Amador and Thrasher describe an elegant experiment in which they simply numbed, with ice cold water, the left plantar surface of healthy adults. The subjects walked barefoot at self-selected speeds on a split-belt treadmill embedded with force transducers, which measured the loading rates of the legs. Vertical instantaneous loading rate (VILR), average rate of loading (ROL), and heel strike transient (HST) percentage were measured for each leg. Numbing resulted in a lower VILR on the numbed side, and a higher ROL on the contralateral side. HST was unchanged. The data indicate that the reduced sensation affects ground reaction forces during the initial stance phase. Without appropriate afferent signals, subjects may load the unaffected limb more rapidly than the contralateral affected leg, possibly in an effort to amass more afferent information.
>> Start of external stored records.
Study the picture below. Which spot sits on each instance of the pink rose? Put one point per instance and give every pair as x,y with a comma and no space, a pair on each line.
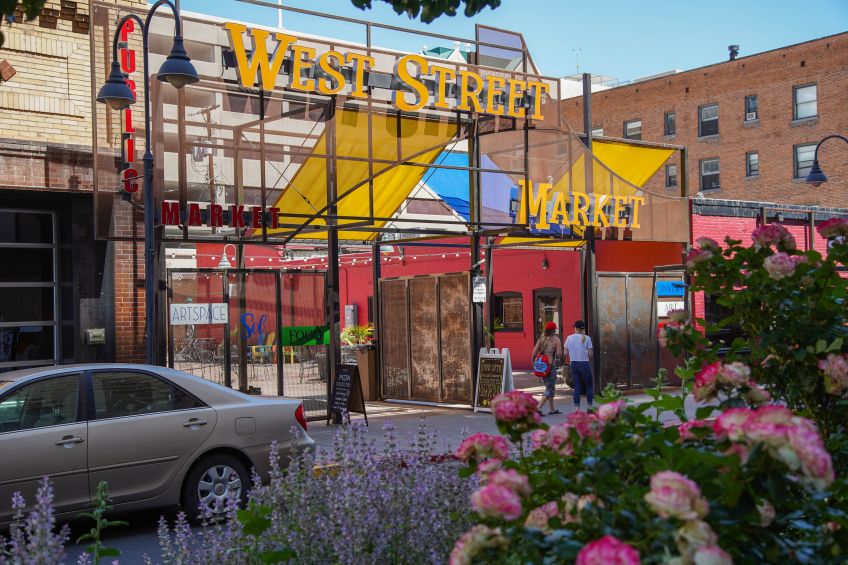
704,387
730,424
780,265
480,446
773,234
539,438
696,256
835,369
516,407
610,411
694,534
587,425
475,540
685,429
608,550
833,227
711,555
734,374
674,496
511,479
495,501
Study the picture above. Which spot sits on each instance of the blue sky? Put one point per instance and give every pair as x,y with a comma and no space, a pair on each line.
625,39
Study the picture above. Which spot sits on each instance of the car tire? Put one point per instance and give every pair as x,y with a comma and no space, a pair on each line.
210,480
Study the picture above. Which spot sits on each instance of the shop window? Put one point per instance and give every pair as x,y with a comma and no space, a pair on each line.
752,164
805,101
708,120
633,129
715,313
751,109
670,127
804,155
710,174
670,176
509,311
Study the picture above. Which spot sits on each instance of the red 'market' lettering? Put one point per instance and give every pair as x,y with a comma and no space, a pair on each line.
170,213
194,218
216,216
130,176
236,216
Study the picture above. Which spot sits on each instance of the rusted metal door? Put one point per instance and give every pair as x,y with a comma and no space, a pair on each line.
627,325
426,338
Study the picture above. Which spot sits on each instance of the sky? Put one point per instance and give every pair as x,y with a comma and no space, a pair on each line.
625,39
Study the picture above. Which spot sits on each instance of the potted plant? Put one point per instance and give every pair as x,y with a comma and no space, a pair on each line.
359,346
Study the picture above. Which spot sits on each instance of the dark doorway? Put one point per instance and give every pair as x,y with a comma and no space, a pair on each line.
547,307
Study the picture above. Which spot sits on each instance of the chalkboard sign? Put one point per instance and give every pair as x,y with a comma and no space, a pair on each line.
490,380
347,393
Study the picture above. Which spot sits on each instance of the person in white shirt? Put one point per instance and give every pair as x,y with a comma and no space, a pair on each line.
578,350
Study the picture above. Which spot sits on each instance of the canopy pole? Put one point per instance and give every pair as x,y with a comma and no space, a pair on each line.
590,298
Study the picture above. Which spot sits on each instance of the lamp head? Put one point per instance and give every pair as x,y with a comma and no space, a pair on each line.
177,68
816,177
115,92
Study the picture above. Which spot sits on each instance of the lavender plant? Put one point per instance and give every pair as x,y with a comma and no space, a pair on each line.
32,537
358,503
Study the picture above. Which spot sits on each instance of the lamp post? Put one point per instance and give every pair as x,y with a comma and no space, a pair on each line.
115,93
816,177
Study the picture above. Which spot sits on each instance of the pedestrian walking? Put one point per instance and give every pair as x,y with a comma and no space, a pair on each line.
578,348
548,347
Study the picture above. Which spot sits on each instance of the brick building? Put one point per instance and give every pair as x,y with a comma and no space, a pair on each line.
57,279
750,124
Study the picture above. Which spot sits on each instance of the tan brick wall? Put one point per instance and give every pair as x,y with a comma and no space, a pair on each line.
771,76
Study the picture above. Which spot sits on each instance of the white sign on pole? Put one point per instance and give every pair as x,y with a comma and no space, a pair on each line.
193,314
663,308
479,292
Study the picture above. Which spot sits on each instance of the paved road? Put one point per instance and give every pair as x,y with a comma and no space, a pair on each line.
140,537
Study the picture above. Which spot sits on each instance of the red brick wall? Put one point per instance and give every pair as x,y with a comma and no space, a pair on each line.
771,76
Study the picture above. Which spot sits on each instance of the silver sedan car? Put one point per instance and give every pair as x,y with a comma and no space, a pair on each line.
157,436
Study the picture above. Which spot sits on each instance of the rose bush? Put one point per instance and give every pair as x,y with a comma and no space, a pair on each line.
753,478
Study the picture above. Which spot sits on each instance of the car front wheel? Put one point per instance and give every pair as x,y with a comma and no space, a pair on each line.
211,482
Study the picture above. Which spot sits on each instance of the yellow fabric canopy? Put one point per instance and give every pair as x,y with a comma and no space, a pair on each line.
307,192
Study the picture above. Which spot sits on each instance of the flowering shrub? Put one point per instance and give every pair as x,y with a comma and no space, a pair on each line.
366,504
752,479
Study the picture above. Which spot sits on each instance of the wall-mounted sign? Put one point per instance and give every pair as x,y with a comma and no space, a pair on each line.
670,288
557,208
193,314
412,82
663,308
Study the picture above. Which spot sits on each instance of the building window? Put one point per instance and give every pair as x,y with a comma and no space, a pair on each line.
633,129
708,120
804,159
751,110
509,312
670,125
710,174
805,102
752,164
670,176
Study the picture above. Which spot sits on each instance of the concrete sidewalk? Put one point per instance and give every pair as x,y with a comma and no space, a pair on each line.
452,424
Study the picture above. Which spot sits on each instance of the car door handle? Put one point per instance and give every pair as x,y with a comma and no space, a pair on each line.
69,441
194,422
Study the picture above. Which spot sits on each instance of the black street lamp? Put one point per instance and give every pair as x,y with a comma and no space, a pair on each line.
816,177
177,70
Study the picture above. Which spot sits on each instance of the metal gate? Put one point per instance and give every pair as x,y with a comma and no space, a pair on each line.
627,326
256,330
425,338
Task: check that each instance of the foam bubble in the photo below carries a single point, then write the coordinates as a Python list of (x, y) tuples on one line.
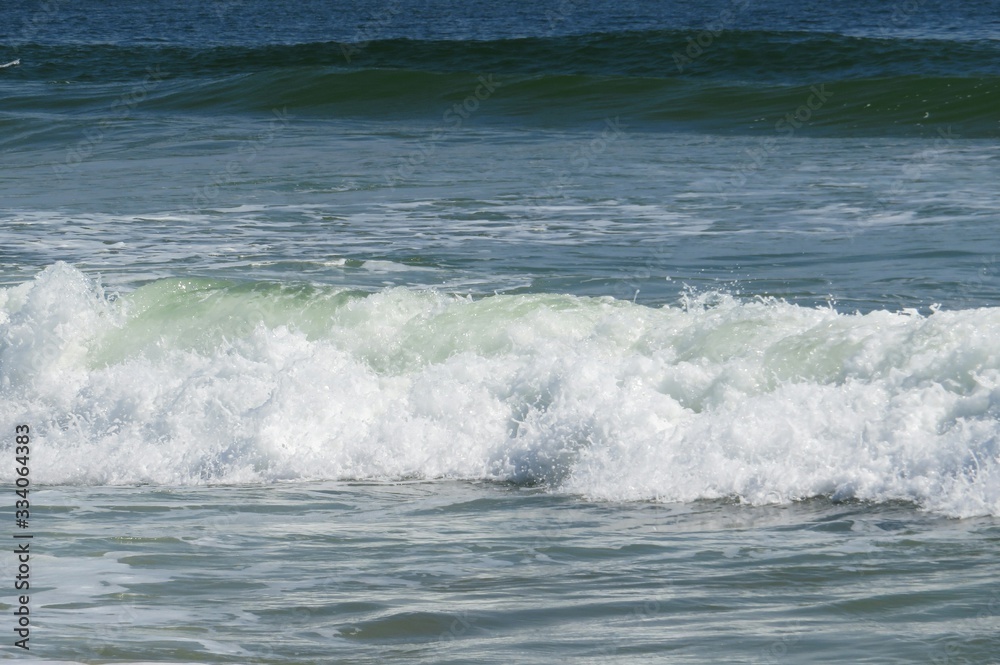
[(190, 382)]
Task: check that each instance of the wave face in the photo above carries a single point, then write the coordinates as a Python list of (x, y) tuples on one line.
[(735, 81), (186, 382)]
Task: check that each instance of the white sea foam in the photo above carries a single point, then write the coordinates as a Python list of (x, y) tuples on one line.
[(186, 382)]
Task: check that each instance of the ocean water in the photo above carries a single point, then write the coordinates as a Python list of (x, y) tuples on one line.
[(564, 331)]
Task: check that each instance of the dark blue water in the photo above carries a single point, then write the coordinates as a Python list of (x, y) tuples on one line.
[(505, 332)]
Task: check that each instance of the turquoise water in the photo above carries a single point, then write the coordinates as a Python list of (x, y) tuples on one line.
[(495, 333)]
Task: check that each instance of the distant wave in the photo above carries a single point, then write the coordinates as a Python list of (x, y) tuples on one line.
[(196, 381), (737, 81)]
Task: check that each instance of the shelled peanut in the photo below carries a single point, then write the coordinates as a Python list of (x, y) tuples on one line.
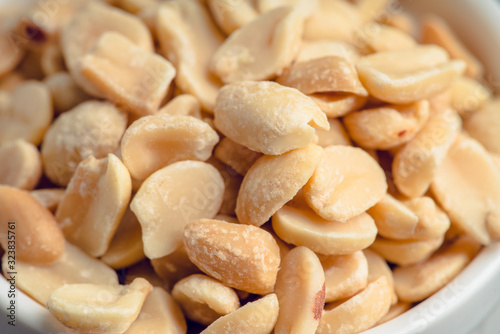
[(255, 166)]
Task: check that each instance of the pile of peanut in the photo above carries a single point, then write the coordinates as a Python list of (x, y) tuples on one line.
[(240, 166)]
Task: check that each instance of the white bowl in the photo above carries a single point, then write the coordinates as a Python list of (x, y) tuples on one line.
[(464, 303)]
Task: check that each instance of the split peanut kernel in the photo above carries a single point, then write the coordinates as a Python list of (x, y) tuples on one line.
[(267, 117), (419, 281), (172, 197), (415, 165), (272, 181), (21, 164), (300, 288), (204, 299), (323, 75), (94, 202), (359, 312), (161, 140), (96, 308), (244, 257), (346, 183), (467, 185), (38, 237), (345, 275), (258, 317), (26, 113), (387, 127), (302, 227), (188, 38), (260, 49), (80, 35), (409, 75), (91, 129), (127, 75), (73, 266)]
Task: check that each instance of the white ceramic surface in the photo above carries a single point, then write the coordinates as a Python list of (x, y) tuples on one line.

We performed a similar experiment with a few mice. We used the DigiGait Imaging System to study the gait of mice at baseline, and after numbing of the plantar surface of a paw.   After imaging a baseline ventral view of the animal walking 60 cm/s, it was gently held such that only its right hind paw was immersed in ice cold water for ~2 minutes. Immediately afterwards, the subject repeated the treadmill walking at the same speed. Images were captured for ~5 seconds, representing ~25 consecutive strides. Figure 1 illustrates the ensemble averaged gait signals for the hind limbs of a mouse at baseline (top panel), and after numbing only of the right hind paw (bottom panel). The baseline gait signals, nearly superimposable, illustrate the symmetry in loading of the left and right hind limbs under normal conditions. The hind limb gait signals are usually characterized by a sharp upstroke during the initial stance phase, and more gradual down stroke during the propulsion phase. After numbing, there is a marked asymmetry in the gait signals – amplitude, braking, and propulsion are all affected by the change in afferent information. We are thankful to these presenters for inspiring us to develop an animal model, which may be of interest to conditions such as diabetic neuropathy, where afferent signaling is blunted (1).


    1. Höhne A, Ali S, Stark C, Brüggemann GP. Reduced plantar cutaneous sensation modifies gait dynamics, lower-limb kinematics and muscle activity during walking. Eur J Appl Physiol. 2012 Nov;112(11):3829-38.